The designation “Objectivist” was made in 1931 when Louis Zukofsky edited the February issue of Poetry: A Magazine of Verse at the urging of Ezra Pound. The magazine contained the work of Zukofsky himself, Charles Reznikoff, Carl Rakosi, George Oppen, Basil Bunting, William Carlos Williams, Kenneth Rexroth, and many lesser-known poets. The name came about because of Harriet Monroe’s (the then editor of Poetry) request for a group title. As is often the case, the group’s name was more a matter of convenience to describe the poets’ connections to one another than it was a consciously set program.

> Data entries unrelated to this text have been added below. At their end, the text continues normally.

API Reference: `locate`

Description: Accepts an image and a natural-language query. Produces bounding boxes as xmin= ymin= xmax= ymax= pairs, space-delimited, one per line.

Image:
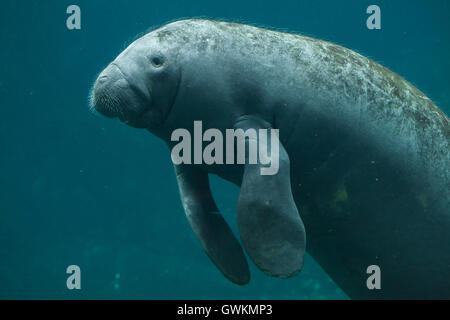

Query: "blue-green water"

xmin=0 ymin=0 xmax=449 ymax=299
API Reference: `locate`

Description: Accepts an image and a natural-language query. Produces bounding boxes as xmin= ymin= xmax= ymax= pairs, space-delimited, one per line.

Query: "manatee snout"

xmin=91 ymin=63 xmax=129 ymax=118
xmin=91 ymin=63 xmax=152 ymax=127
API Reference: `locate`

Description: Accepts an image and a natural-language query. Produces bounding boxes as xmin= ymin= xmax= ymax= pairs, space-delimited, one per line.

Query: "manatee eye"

xmin=151 ymin=56 xmax=164 ymax=67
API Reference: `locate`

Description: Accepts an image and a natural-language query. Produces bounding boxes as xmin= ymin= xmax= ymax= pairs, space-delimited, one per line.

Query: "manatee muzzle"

xmin=91 ymin=63 xmax=151 ymax=124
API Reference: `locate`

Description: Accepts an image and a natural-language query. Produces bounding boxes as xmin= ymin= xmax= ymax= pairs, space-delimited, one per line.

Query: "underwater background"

xmin=0 ymin=0 xmax=449 ymax=299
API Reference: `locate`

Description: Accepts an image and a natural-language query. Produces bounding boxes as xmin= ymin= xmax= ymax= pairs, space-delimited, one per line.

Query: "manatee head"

xmin=90 ymin=31 xmax=181 ymax=130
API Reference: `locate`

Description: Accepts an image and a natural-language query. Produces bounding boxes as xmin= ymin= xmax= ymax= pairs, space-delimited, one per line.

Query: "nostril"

xmin=98 ymin=75 xmax=108 ymax=83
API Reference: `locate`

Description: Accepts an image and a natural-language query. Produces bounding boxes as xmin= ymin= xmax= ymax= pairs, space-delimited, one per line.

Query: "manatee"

xmin=90 ymin=19 xmax=450 ymax=299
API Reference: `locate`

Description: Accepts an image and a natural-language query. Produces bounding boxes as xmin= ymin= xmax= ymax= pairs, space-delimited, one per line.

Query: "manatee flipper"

xmin=174 ymin=164 xmax=250 ymax=285
xmin=234 ymin=116 xmax=306 ymax=278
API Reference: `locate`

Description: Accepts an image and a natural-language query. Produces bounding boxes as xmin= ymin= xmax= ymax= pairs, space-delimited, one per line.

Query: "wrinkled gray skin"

xmin=91 ymin=19 xmax=450 ymax=299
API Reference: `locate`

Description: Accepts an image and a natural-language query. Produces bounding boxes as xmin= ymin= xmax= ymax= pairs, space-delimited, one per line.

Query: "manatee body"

xmin=91 ymin=19 xmax=450 ymax=299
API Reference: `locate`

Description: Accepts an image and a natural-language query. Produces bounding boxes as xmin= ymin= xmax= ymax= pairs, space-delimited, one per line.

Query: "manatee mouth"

xmin=90 ymin=63 xmax=154 ymax=128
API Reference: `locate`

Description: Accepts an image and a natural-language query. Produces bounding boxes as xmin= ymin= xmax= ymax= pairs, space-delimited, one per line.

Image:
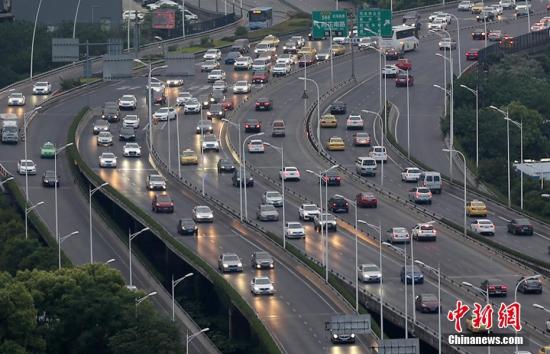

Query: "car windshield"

xmin=236 ymin=81 xmax=248 ymax=86
xmin=120 ymin=127 xmax=133 ymax=133
xmin=157 ymin=195 xmax=171 ymax=202
xmin=122 ymin=95 xmax=134 ymax=100
xmin=266 ymin=192 xmax=280 ymax=198
xmin=204 ymin=135 xmax=216 ymax=142
xmin=472 ymin=201 xmax=485 ymax=207
xmin=211 ymin=70 xmax=222 ymax=75
xmin=98 ymin=132 xmax=111 ymax=137
xmin=224 ymin=255 xmax=239 ymax=261
xmin=303 ymin=205 xmax=317 ymax=211
xmin=181 ymin=219 xmax=194 ymax=226
xmin=479 ymin=220 xmax=492 ymax=225
xmin=393 ymin=227 xmax=407 ymax=233
xmin=159 ymin=108 xmax=170 ymax=113
xmin=356 ymin=133 xmax=369 ymax=137
xmin=417 ymin=188 xmax=430 ymax=193
xmin=210 ymin=104 xmax=222 ymax=111
xmin=515 ymin=218 xmax=530 ymax=224
xmin=36 ymin=82 xmax=48 ymax=86
xmin=408 ymin=168 xmax=421 ymax=173
xmin=188 ymin=98 xmax=199 ymax=104
xmin=125 ymin=115 xmax=138 ymax=121
xmin=102 ymin=153 xmax=115 ymax=158
xmin=257 ymin=43 xmax=269 ymax=49
xmin=44 ymin=171 xmax=56 ymax=177
xmin=196 ymin=206 xmax=211 ymax=213
xmin=363 ymin=265 xmax=379 ymax=272
xmin=321 ymin=214 xmax=335 ymax=221
xmin=204 ymin=60 xmax=216 ymax=65
xmin=255 ymin=252 xmax=271 ymax=260
xmin=262 ymin=205 xmax=276 ymax=211
xmin=422 ymin=294 xmax=438 ymax=302
xmin=149 ymin=175 xmax=164 ymax=182
xmin=287 ymin=222 xmax=301 ymax=228
xmin=182 ymin=150 xmax=195 ymax=156
xmin=255 ymin=278 xmax=271 ymax=285
xmin=126 ymin=143 xmax=139 ymax=148
xmin=198 ymin=120 xmax=211 ymax=126
xmin=11 ymin=93 xmax=23 ymax=98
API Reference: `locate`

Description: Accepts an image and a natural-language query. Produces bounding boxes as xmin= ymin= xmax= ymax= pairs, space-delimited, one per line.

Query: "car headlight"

xmin=256 ymin=264 xmax=261 ymax=269
xmin=333 ymin=334 xmax=338 ymax=339
xmin=270 ymin=264 xmax=274 ymax=268
xmin=237 ymin=262 xmax=242 ymax=267
xmin=350 ymin=334 xmax=355 ymax=338
xmin=223 ymin=264 xmax=228 ymax=268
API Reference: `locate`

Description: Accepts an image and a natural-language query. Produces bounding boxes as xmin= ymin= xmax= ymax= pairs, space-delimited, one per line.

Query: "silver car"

xmin=284 ymin=222 xmax=305 ymax=239
xmin=256 ymin=204 xmax=279 ymax=221
xmin=250 ymin=276 xmax=275 ymax=295
xmin=192 ymin=205 xmax=214 ymax=223
xmin=195 ymin=120 xmax=214 ymax=134
xmin=261 ymin=191 xmax=283 ymax=207
xmin=218 ymin=253 xmax=243 ymax=273
xmin=122 ymin=115 xmax=140 ymax=128
xmin=96 ymin=132 xmax=113 ymax=146
xmin=358 ymin=263 xmax=382 ymax=283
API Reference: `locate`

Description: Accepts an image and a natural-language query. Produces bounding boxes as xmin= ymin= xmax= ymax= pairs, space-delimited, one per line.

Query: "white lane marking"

xmin=535 ymin=232 xmax=550 ymax=241
xmin=497 ymin=216 xmax=511 ymax=223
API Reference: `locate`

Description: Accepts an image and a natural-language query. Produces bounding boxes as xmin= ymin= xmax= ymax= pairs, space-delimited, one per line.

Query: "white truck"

xmin=1 ymin=113 xmax=19 ymax=144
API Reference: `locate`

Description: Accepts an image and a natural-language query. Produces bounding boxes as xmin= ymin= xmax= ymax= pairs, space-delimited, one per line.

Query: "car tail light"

xmin=488 ymin=285 xmax=495 ymax=290
xmin=156 ymin=203 xmax=160 ymax=206
xmin=245 ymin=124 xmax=250 ymax=128
xmin=256 ymin=125 xmax=260 ymax=128
xmin=501 ymin=285 xmax=507 ymax=290
xmin=256 ymin=102 xmax=260 ymax=106
xmin=345 ymin=202 xmax=349 ymax=206
xmin=333 ymin=203 xmax=336 ymax=207
xmin=336 ymin=176 xmax=341 ymax=180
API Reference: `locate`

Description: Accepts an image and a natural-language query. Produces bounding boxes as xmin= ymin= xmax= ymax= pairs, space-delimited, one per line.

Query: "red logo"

xmin=447 ymin=300 xmax=522 ymax=332
xmin=498 ymin=302 xmax=522 ymax=332
xmin=447 ymin=300 xmax=470 ymax=332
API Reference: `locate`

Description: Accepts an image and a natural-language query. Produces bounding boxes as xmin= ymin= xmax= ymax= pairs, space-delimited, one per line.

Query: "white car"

xmin=262 ymin=191 xmax=283 ymax=207
xmin=387 ymin=227 xmax=410 ymax=243
xmin=234 ymin=56 xmax=253 ymax=70
xmin=97 ymin=132 xmax=113 ymax=146
xmin=411 ymin=223 xmax=437 ymax=241
xmin=250 ymin=276 xmax=275 ymax=295
xmin=184 ymin=98 xmax=201 ymax=113
xmin=192 ymin=205 xmax=214 ymax=222
xmin=381 ymin=64 xmax=399 ymax=77
xmin=429 ymin=11 xmax=451 ymax=22
xmin=17 ymin=160 xmax=36 ymax=175
xmin=284 ymin=222 xmax=305 ymax=239
xmin=32 ymin=81 xmax=52 ymax=95
xmin=201 ymin=134 xmax=220 ymax=152
xmin=332 ymin=36 xmax=347 ymax=44
xmin=279 ymin=166 xmax=300 ymax=181
xmin=298 ymin=203 xmax=320 ymax=221
xmin=176 ymin=92 xmax=193 ymax=106
xmin=531 ymin=22 xmax=547 ymax=31
xmin=499 ymin=0 xmax=515 ymax=9
xmin=358 ymin=37 xmax=377 ymax=49
xmin=401 ymin=167 xmax=422 ymax=182
xmin=166 ymin=78 xmax=184 ymax=87
xmin=200 ymin=60 xmax=220 ymax=72
xmin=99 ymin=152 xmax=117 ymax=168
xmin=276 ymin=54 xmax=296 ymax=66
xmin=147 ymin=79 xmax=165 ymax=92
xmin=207 ymin=69 xmax=226 ymax=82
xmin=272 ymin=63 xmax=291 ymax=77
xmin=428 ymin=18 xmax=448 ymax=30
xmin=458 ymin=0 xmax=473 ymax=10
xmin=203 ymin=48 xmax=222 ymax=60
xmin=346 ymin=115 xmax=364 ymax=130
xmin=254 ymin=42 xmax=275 ymax=56
xmin=118 ymin=94 xmax=137 ymax=109
xmin=233 ymin=81 xmax=251 ymax=94
xmin=147 ymin=0 xmax=183 ymax=10
xmin=122 ymin=10 xmax=145 ymax=21
xmin=439 ymin=38 xmax=457 ymax=50
xmin=123 ymin=142 xmax=141 ymax=157
xmin=212 ymin=80 xmax=228 ymax=92
xmin=369 ymin=146 xmax=387 ymax=162
xmin=358 ymin=264 xmax=382 ymax=283
xmin=247 ymin=139 xmax=265 ymax=153
xmin=488 ymin=4 xmax=503 ymax=15
xmin=290 ymin=35 xmax=305 ymax=48
xmin=7 ymin=92 xmax=25 ymax=106
xmin=153 ymin=107 xmax=177 ymax=121
xmin=470 ymin=219 xmax=495 ymax=235
xmin=122 ymin=114 xmax=140 ymax=128
xmin=184 ymin=9 xmax=198 ymax=21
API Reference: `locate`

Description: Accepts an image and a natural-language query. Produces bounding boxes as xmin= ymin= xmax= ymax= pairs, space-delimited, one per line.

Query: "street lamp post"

xmin=30 ymin=0 xmax=44 ymax=80
xmin=490 ymin=106 xmax=515 ymax=208
xmin=462 ymin=281 xmax=490 ymax=354
xmin=176 ymin=104 xmax=181 ymax=178
xmin=358 ymin=219 xmax=383 ymax=338
xmin=72 ymin=0 xmax=82 ymax=39
xmin=460 ymin=84 xmax=479 ymax=168
xmin=181 ymin=0 xmax=186 ymax=38
xmin=532 ymin=303 xmax=550 ymax=334
xmin=25 ymin=201 xmax=44 ymax=239
xmin=104 ymin=258 xmax=116 ymax=265
xmin=298 ymin=77 xmax=321 ymax=146
xmin=367 ymin=46 xmax=387 ymax=133
xmin=514 ymin=275 xmax=541 ymax=352
xmin=23 ymin=107 xmax=42 ymax=240
xmin=343 ymin=197 xmax=358 ymax=313
xmin=186 ymin=328 xmax=210 ymax=354
xmin=406 ymin=68 xmax=411 ymax=158
xmin=89 ymin=182 xmax=109 ymax=263
xmin=443 ymin=149 xmax=467 ymax=235
xmin=129 ymin=227 xmax=150 ymax=287
xmin=362 ymin=110 xmax=385 ymax=186
xmin=55 ymin=143 xmax=74 ymax=251
xmin=436 ymin=52 xmax=454 ymax=182
xmin=59 ymin=231 xmax=79 ymax=269
xmin=135 ymin=291 xmax=157 ymax=318
xmin=242 ymin=132 xmax=264 ymax=220
xmin=222 ymin=119 xmax=242 ymax=221
xmin=447 ymin=14 xmax=462 ymax=73
xmin=172 ymin=273 xmax=194 ymax=321
xmin=0 ymin=177 xmax=13 ymax=189
xmin=313 ymin=20 xmax=334 ymax=88
xmin=416 ymin=260 xmax=442 ymax=354
xmin=265 ymin=143 xmax=286 ymax=249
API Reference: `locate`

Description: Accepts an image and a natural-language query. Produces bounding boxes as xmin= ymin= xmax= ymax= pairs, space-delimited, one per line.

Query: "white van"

xmin=252 ymin=57 xmax=272 ymax=72
xmin=355 ymin=157 xmax=377 ymax=176
xmin=418 ymin=171 xmax=442 ymax=194
xmin=369 ymin=146 xmax=387 ymax=162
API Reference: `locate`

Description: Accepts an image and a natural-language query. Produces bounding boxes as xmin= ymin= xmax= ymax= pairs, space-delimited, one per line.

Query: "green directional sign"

xmin=311 ymin=10 xmax=348 ymax=40
xmin=358 ymin=9 xmax=392 ymax=38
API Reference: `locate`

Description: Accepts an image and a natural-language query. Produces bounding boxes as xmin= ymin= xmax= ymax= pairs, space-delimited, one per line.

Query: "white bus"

xmin=378 ymin=24 xmax=419 ymax=52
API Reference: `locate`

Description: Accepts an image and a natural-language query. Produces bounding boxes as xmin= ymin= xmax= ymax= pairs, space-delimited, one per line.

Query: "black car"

xmin=400 ymin=266 xmax=424 ymax=284
xmin=152 ymin=91 xmax=166 ymax=105
xmin=42 ymin=170 xmax=59 ymax=187
xmin=232 ymin=170 xmax=254 ymax=187
xmin=211 ymin=90 xmax=225 ymax=104
xmin=199 ymin=94 xmax=212 ymax=109
xmin=251 ymin=251 xmax=274 ymax=269
xmin=244 ymin=119 xmax=262 ymax=132
xmin=119 ymin=127 xmax=136 ymax=141
xmin=217 ymin=158 xmax=235 ymax=173
xmin=507 ymin=218 xmax=534 ymax=235
xmin=330 ymin=101 xmax=347 ymax=115
xmin=102 ymin=102 xmax=119 ymax=122
xmin=328 ymin=194 xmax=349 ymax=213
xmin=178 ymin=218 xmax=198 ymax=235
xmin=476 ymin=11 xmax=495 ymax=22
xmin=385 ymin=48 xmax=401 ymax=60
xmin=516 ymin=276 xmax=543 ymax=294
xmin=207 ymin=104 xmax=225 ymax=119
xmin=322 ymin=169 xmax=341 ymax=186
xmin=283 ymin=40 xmax=298 ymax=54
xmin=224 ymin=51 xmax=241 ymax=65
xmin=471 ymin=28 xmax=486 ymax=40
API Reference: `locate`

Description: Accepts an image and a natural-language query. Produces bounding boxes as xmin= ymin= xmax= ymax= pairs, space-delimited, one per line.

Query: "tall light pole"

xmin=135 ymin=291 xmax=157 ymax=318
xmin=23 ymin=106 xmax=42 ymax=240
xmin=89 ymin=182 xmax=109 ymax=263
xmin=172 ymin=273 xmax=194 ymax=321
xmin=462 ymin=281 xmax=490 ymax=354
xmin=514 ymin=275 xmax=541 ymax=352
xmin=443 ymin=148 xmax=467 ymax=235
xmin=176 ymin=103 xmax=181 ymax=177
xmin=0 ymin=177 xmax=14 ymax=189
xmin=343 ymin=197 xmax=358 ymax=313
xmin=501 ymin=113 xmax=524 ymax=210
xmin=489 ymin=106 xmax=513 ymax=208
xmin=129 ymin=227 xmax=150 ymax=287
xmin=362 ymin=110 xmax=385 ymax=186
xmin=298 ymin=77 xmax=320 ymax=146
xmin=59 ymin=231 xmax=79 ymax=269
xmin=222 ymin=119 xmax=242 ymax=221
xmin=430 ymin=30 xmax=449 ymax=116
xmin=265 ymin=143 xmax=286 ymax=249
xmin=460 ymin=84 xmax=479 ymax=168
xmin=406 ymin=68 xmax=411 ymax=158
xmin=358 ymin=219 xmax=383 ymax=336
xmin=367 ymin=46 xmax=387 ymax=134
xmin=306 ymin=169 xmax=325 ymax=270
xmin=91 ymin=6 xmax=100 ymax=24
xmin=313 ymin=20 xmax=334 ymax=88
xmin=186 ymin=328 xmax=210 ymax=354
xmin=72 ymin=0 xmax=82 ymax=39
xmin=447 ymin=14 xmax=462 ymax=73
xmin=54 ymin=143 xmax=74 ymax=251
xmin=436 ymin=51 xmax=454 ymax=182
xmin=532 ymin=303 xmax=550 ymax=335
xmin=242 ymin=132 xmax=264 ymax=220
xmin=133 ymin=60 xmax=167 ymax=152
xmin=181 ymin=0 xmax=186 ymax=38
xmin=25 ymin=201 xmax=44 ymax=239
xmin=30 ymin=0 xmax=44 ymax=80
xmin=416 ymin=260 xmax=441 ymax=354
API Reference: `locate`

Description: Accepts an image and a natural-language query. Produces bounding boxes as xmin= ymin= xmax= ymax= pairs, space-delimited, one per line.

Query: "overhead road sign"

xmin=376 ymin=338 xmax=420 ymax=354
xmin=311 ymin=10 xmax=348 ymax=40
xmin=165 ymin=53 xmax=195 ymax=76
xmin=358 ymin=8 xmax=392 ymax=37
xmin=52 ymin=38 xmax=79 ymax=62
xmin=325 ymin=314 xmax=372 ymax=334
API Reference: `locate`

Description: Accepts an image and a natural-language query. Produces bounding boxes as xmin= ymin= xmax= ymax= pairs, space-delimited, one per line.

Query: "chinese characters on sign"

xmin=311 ymin=10 xmax=348 ymax=40
xmin=358 ymin=8 xmax=392 ymax=38
xmin=447 ymin=300 xmax=522 ymax=332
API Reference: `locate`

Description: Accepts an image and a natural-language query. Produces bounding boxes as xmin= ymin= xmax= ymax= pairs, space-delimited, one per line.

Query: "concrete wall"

xmin=13 ymin=0 xmax=122 ymax=25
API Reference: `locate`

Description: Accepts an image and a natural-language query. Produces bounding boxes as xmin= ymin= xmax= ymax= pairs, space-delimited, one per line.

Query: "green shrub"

xmin=234 ymin=26 xmax=248 ymax=37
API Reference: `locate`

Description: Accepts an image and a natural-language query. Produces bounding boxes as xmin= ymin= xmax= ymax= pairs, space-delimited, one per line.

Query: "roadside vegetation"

xmin=450 ymin=49 xmax=550 ymax=218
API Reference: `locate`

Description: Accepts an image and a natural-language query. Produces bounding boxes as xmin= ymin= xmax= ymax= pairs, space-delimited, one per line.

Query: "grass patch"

xmin=247 ymin=18 xmax=311 ymax=40
xmin=173 ymin=39 xmax=234 ymax=54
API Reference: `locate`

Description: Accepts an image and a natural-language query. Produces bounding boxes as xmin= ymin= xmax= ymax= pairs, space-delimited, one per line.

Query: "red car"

xmin=298 ymin=56 xmax=316 ymax=67
xmin=395 ymin=73 xmax=414 ymax=87
xmin=356 ymin=192 xmax=377 ymax=208
xmin=353 ymin=132 xmax=371 ymax=146
xmin=255 ymin=97 xmax=273 ymax=111
xmin=480 ymin=279 xmax=508 ymax=297
xmin=152 ymin=193 xmax=174 ymax=213
xmin=385 ymin=48 xmax=401 ymax=60
xmin=396 ymin=58 xmax=412 ymax=71
xmin=251 ymin=71 xmax=269 ymax=84
xmin=153 ymin=91 xmax=166 ymax=105
xmin=244 ymin=119 xmax=262 ymax=132
xmin=466 ymin=48 xmax=479 ymax=60
xmin=221 ymin=99 xmax=234 ymax=110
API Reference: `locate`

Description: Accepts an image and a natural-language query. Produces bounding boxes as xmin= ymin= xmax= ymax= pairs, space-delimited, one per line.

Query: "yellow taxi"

Zukofsky describes the founding of Objectivism in Prepositions: The Collected Critical Essays of Louis Zukofsky:
When I was a kid I started the Objectivist movement in
poetry. There were a few poets who felt sympathetic
towards each other and Harriet Monroe at the time
insisted, we’d better have a title for it, call it
something. I said, I don’t want to. She insisted; so, I
said, alright, if I can define it in an essay, and I used
two words, sincerity and objectification, and I was
sorry immediately. But it’s gone down into the history
books; they forgot the founder, thank heavens, and
kept the terms, and, of course, I said objectivist, and
they said objectivism and that makes all the difference.
Well, that was pretty bad, so then I spent the next
thirty years trying to make it simple.